The new inventory screen is the biggest change made by the Extras pack. It's unusual in that it doesn't take up the entire screen. Oddly, the status bar is unchanged by the pack.

In this adventure, Zach discovers that his bomb "the EXPlotion" has been stolen by a king. The player takes revenge by going on a murder spree, but first you have to find a small assortment of odd materials to fix Zach's battle cruiser.

It's actually quite a simple little DMOD that I finished in under fifteen minutes. There's not much to the maps, and the combat presents no challenge. You never have to fight any enemies except for several bosses, and those are easy as Hell because you get a ranged weapon that can fire rapidly and they don't.


Despite the new main character who suggests a very different setting, "Zach" takes place in a kind of bland standard Dink map.

The plot makes little sense and devolves into a series of barely-connected events, but that's fine. Actually, the DMOD charmed me a little bit with an endearing sort of silliness. It's odd - I didn't find its attempts at humor funny, really, but I approved of them nonetheless. I particularly enjoyed a scene where Zach gets caught, tried and convicted for his crimes, and then left to rot in a prison cell with some other prisoners. There's a cutscene of Zach in jail that lasts for a couple of minutes, and the characters begin to argue about whether or not the DMOD is too boring.


Ironically, I found this scene to be the most interesting thing about the DMOD.

There's something I really dig about a cutscene which takes control away from the player for a long time and, rather than use the time to advance the plot, just makes them watch their character hang around in jail. Actually, I was hoping it was going to go on a lot longer. The audacity of that kind of scene in a video game always makes me smile. A video game that has caught your attention can leverage that to make you do certain things that don't meet your expectations of a fun time. Making a player sit around to watch a bunch of exposition just comes across as lazy, but to sit the player down and say, "Here, you've gotten trapped in this cell. Sit and stew in it for a while" - that sort of thing appeals to me. But then, I'm kind of a strange person. I like fetch quests. "They're not fun," people tell me, and I don't exactly disagree. But I like them anyway, especially if they feel like they've been put in deliberately and not as a desperate attempt at padding.

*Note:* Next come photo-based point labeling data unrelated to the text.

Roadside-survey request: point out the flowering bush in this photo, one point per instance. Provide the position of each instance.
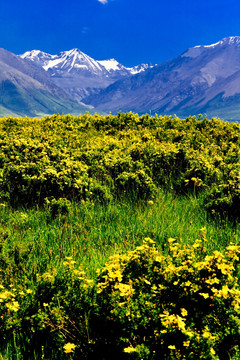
(182, 305)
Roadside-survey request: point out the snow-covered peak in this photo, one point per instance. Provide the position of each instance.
(75, 61)
(231, 40)
(110, 64)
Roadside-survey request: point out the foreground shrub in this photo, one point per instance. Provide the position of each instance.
(183, 305)
(52, 319)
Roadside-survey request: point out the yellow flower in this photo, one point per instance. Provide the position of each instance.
(205, 295)
(69, 347)
(213, 352)
(129, 349)
(184, 312)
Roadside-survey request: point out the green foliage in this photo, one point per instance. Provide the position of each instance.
(101, 157)
(182, 305)
(85, 187)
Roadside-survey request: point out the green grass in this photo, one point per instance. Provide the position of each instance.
(34, 241)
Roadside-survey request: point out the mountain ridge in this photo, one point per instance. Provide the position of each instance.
(183, 85)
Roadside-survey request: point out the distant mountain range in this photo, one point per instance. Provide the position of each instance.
(204, 79)
(78, 74)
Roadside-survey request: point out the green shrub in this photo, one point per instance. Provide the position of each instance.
(182, 305)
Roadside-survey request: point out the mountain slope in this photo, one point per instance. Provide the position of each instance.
(79, 74)
(197, 80)
(25, 89)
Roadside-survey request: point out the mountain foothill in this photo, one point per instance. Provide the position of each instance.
(204, 79)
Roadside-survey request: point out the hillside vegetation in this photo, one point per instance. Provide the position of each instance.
(98, 227)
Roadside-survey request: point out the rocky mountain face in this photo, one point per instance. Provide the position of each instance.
(78, 74)
(204, 79)
(26, 89)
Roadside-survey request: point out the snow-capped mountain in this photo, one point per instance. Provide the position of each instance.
(79, 74)
(204, 79)
(26, 89)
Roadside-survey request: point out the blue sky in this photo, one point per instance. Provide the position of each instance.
(131, 31)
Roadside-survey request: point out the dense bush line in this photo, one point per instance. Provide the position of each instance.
(89, 157)
(146, 304)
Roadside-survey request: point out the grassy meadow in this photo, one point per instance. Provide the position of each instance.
(119, 238)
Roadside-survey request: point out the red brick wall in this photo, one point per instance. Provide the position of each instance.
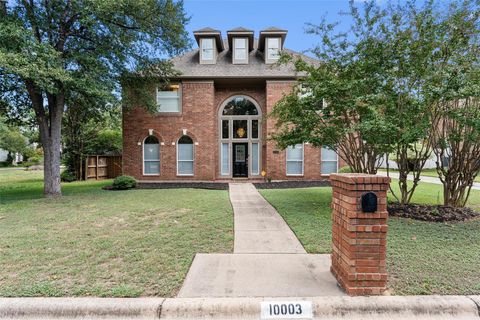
(359, 239)
(198, 117)
(201, 101)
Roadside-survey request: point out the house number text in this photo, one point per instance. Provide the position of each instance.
(286, 310)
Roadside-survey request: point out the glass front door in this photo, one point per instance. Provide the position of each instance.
(240, 160)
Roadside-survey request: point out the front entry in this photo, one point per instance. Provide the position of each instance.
(240, 160)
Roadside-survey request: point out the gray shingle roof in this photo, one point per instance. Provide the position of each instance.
(189, 66)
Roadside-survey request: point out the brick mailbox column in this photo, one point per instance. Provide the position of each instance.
(359, 232)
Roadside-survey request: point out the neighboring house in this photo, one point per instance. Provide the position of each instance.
(211, 121)
(4, 155)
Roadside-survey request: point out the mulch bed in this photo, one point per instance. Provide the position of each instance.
(434, 213)
(291, 184)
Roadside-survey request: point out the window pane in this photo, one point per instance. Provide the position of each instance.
(240, 43)
(254, 129)
(240, 106)
(328, 154)
(294, 167)
(329, 167)
(168, 99)
(225, 159)
(207, 54)
(185, 151)
(207, 43)
(151, 152)
(185, 167)
(295, 152)
(240, 54)
(240, 129)
(225, 129)
(152, 167)
(273, 46)
(255, 158)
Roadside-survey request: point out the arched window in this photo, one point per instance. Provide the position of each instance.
(151, 156)
(240, 106)
(185, 156)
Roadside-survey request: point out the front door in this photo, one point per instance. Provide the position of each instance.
(240, 160)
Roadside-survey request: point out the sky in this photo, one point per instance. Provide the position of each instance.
(291, 15)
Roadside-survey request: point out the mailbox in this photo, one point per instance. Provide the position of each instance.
(369, 202)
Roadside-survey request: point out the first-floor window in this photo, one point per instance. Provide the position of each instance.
(151, 156)
(185, 156)
(295, 160)
(329, 161)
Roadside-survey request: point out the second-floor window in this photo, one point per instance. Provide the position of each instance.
(273, 48)
(240, 50)
(169, 99)
(207, 50)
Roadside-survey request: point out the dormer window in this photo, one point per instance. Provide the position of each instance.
(210, 45)
(207, 52)
(271, 43)
(273, 49)
(240, 50)
(240, 42)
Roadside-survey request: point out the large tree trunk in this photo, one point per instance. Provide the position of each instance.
(50, 123)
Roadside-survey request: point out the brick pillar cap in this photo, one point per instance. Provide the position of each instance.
(359, 178)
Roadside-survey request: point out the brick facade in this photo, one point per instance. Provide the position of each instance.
(359, 238)
(201, 103)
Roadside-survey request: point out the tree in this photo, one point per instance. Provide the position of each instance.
(57, 49)
(339, 103)
(455, 133)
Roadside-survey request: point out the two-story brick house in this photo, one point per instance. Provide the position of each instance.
(211, 122)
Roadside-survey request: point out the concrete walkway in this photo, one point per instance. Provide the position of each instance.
(258, 226)
(434, 180)
(268, 259)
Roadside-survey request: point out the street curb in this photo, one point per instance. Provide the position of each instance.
(80, 308)
(332, 308)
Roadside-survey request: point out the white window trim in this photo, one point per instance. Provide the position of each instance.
(214, 52)
(193, 160)
(322, 161)
(222, 173)
(303, 163)
(234, 55)
(267, 58)
(143, 159)
(179, 98)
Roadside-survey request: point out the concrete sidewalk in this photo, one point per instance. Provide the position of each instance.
(322, 308)
(258, 226)
(476, 185)
(268, 259)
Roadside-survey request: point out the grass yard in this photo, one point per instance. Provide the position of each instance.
(431, 173)
(93, 242)
(422, 257)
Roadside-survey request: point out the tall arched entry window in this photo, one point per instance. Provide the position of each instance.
(151, 156)
(240, 137)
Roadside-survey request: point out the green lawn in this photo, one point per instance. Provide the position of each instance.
(422, 257)
(432, 173)
(92, 242)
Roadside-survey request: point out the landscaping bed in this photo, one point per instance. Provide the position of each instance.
(434, 213)
(422, 257)
(181, 185)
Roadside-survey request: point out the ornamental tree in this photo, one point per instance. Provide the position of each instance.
(53, 50)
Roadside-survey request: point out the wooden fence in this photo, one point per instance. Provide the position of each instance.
(103, 167)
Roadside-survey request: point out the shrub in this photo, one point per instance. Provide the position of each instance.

I really like this scene of prisoners lined up for execution. It manages to look very much like they're tied to those posts even though nothing of the sort is shown. My mind can't help but imagine the ropes.

I almost forgot to mention the odd intro in which Zach listens to his answering machine. It's supposed to play three long clips of a song that sets a typical outgoing message to the tune of the Mentos ad jingle, but it doesn't work. Instead, there are three long, uncomfortable silences.

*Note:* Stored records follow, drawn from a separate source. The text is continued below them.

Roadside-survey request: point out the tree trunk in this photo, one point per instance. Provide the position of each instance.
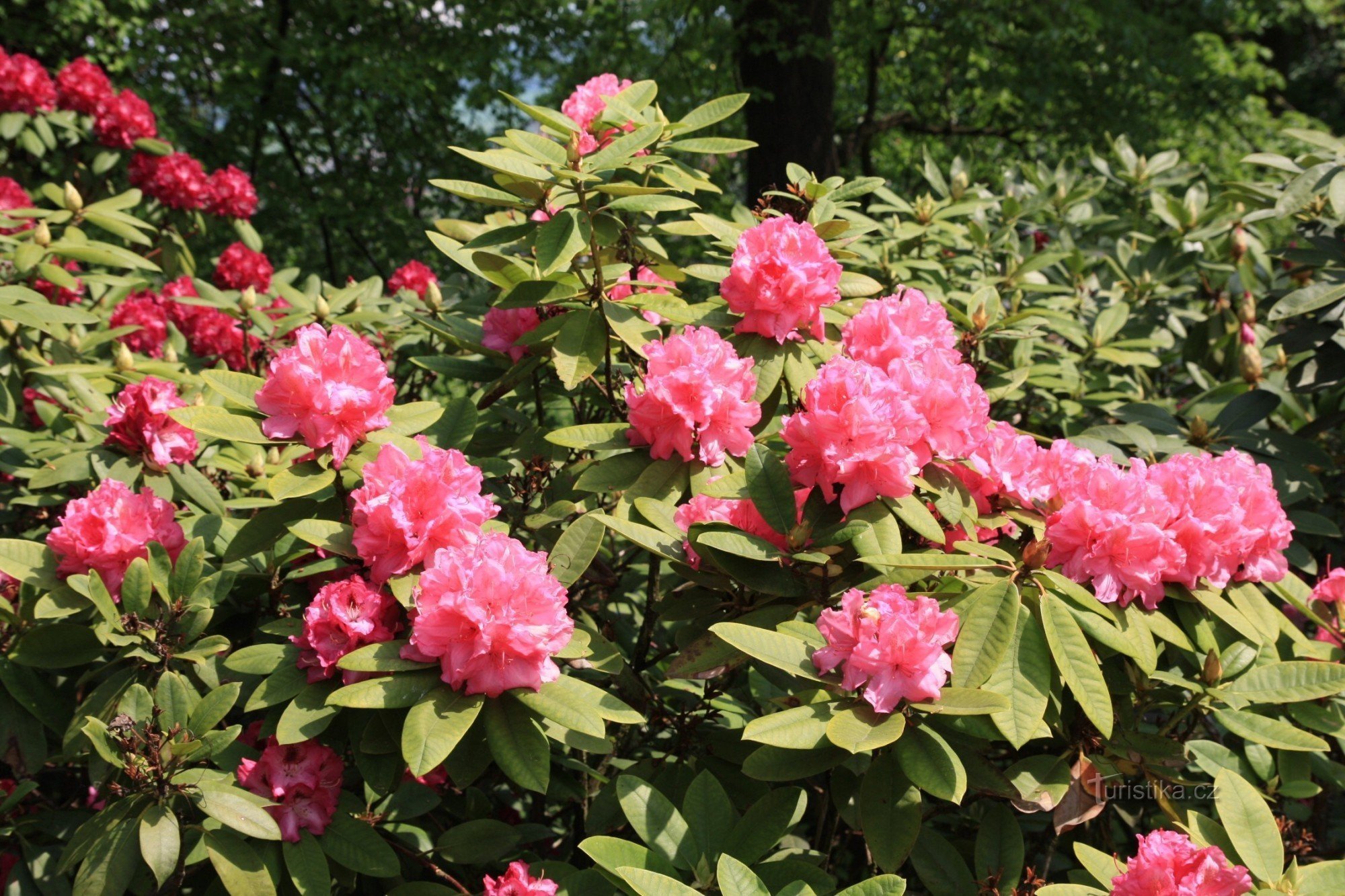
(787, 65)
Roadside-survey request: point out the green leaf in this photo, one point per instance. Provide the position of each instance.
(890, 813)
(1252, 826)
(518, 744)
(239, 865)
(1077, 662)
(931, 764)
(657, 821)
(771, 647)
(435, 727)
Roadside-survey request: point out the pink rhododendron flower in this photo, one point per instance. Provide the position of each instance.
(25, 85)
(329, 388)
(623, 288)
(240, 268)
(344, 616)
(502, 329)
(81, 87)
(900, 329)
(110, 528)
(888, 643)
(781, 279)
(13, 196)
(61, 295)
(859, 431)
(139, 424)
(1168, 864)
(587, 106)
(696, 389)
(123, 119)
(517, 881)
(493, 615)
(408, 509)
(414, 276)
(303, 778)
(231, 194)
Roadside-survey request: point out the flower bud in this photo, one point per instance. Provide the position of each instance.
(75, 202)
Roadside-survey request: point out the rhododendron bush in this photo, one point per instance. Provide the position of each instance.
(841, 545)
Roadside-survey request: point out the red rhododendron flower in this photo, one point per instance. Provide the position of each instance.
(13, 196)
(696, 391)
(414, 276)
(240, 268)
(332, 389)
(493, 615)
(344, 616)
(81, 87)
(110, 528)
(517, 881)
(888, 643)
(147, 311)
(139, 424)
(859, 431)
(587, 106)
(25, 85)
(61, 295)
(1168, 864)
(123, 119)
(231, 194)
(305, 779)
(781, 279)
(410, 509)
(502, 329)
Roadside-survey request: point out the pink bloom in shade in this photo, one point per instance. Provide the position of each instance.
(1168, 864)
(623, 288)
(408, 509)
(859, 431)
(240, 267)
(329, 388)
(25, 85)
(61, 295)
(345, 616)
(123, 119)
(1114, 533)
(231, 194)
(13, 196)
(81, 87)
(587, 106)
(888, 643)
(900, 329)
(139, 424)
(493, 615)
(502, 327)
(305, 779)
(517, 881)
(414, 276)
(1331, 588)
(696, 389)
(110, 528)
(781, 279)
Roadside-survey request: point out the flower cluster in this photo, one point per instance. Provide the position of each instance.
(781, 279)
(139, 424)
(696, 391)
(587, 106)
(110, 528)
(888, 643)
(303, 779)
(329, 388)
(1168, 864)
(344, 616)
(408, 510)
(493, 616)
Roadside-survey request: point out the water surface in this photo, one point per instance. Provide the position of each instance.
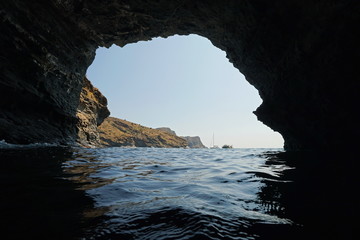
(149, 193)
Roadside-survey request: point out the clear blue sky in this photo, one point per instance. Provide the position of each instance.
(185, 83)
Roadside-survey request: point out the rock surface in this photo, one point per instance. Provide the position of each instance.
(116, 132)
(302, 56)
(168, 130)
(194, 142)
(91, 112)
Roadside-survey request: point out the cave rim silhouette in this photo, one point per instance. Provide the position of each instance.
(144, 51)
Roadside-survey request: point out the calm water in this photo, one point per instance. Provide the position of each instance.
(148, 193)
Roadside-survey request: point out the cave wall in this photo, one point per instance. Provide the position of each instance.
(302, 56)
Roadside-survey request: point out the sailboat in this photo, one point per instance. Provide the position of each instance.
(212, 145)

The ending sets up a sequel, but it also weaves a legend of the author's formidable laziness, so it shouldn't surprise anybody that it never materialized. The only thing that surprises me is the existence of that weird little graphics pack. I mean, why this DMOD? It's not bad, but it's not anything special either. In terms of silly romps about a tiny hero from an RTS by Blizzard, I'll take the "A Knight's Tale" series over this any day.